In Ancient Mesopotamia, over 5,000 years ago, tales were told of a mystical fish-like deity named Oannes. By 1000 BCE, the earliest recognisable mermaids were appearing in Syrian myth. The half-human-half-fish goddess Atargatis was worshipped as a protector of seafarers and coastal cities.
This siren appears over and over, in different forms, with different names: in African folklore, Scottish myth, Celtic tales and Philippine folklore.
In Puducherry, it is said that half-human-half-fish beings dwell in the Bay of Bengal, calling out to local fishermen in captivating tones.
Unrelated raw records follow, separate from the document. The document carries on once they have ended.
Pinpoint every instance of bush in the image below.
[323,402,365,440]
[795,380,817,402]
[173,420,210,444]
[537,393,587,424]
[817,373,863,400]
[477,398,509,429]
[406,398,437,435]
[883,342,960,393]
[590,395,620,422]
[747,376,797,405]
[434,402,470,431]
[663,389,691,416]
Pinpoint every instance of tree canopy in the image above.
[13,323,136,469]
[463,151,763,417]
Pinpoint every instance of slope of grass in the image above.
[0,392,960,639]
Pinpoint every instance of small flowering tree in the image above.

If they treat her with respect, the enchanting song simply lulls the fishermen to sleep, and they wake to find their nets filled with an abundant catch, and perhaps see the shimmer of a tail vanish into the distance.
As for those who disrespect her songs, they simply never return.
Where do these tales come from, and why do they recur with such persistence?
Some believe that the mermaid is a figment of a salt-induced haze in seasick fishermen. Others believe men can get so lonely in the vastness of the ocean that a seal can take on the allure of a beautiful woman.
Perhaps it is much simpler. Perhaps those who have been out there simply return with an abiding and terrifying sense of the capricious power of the sea.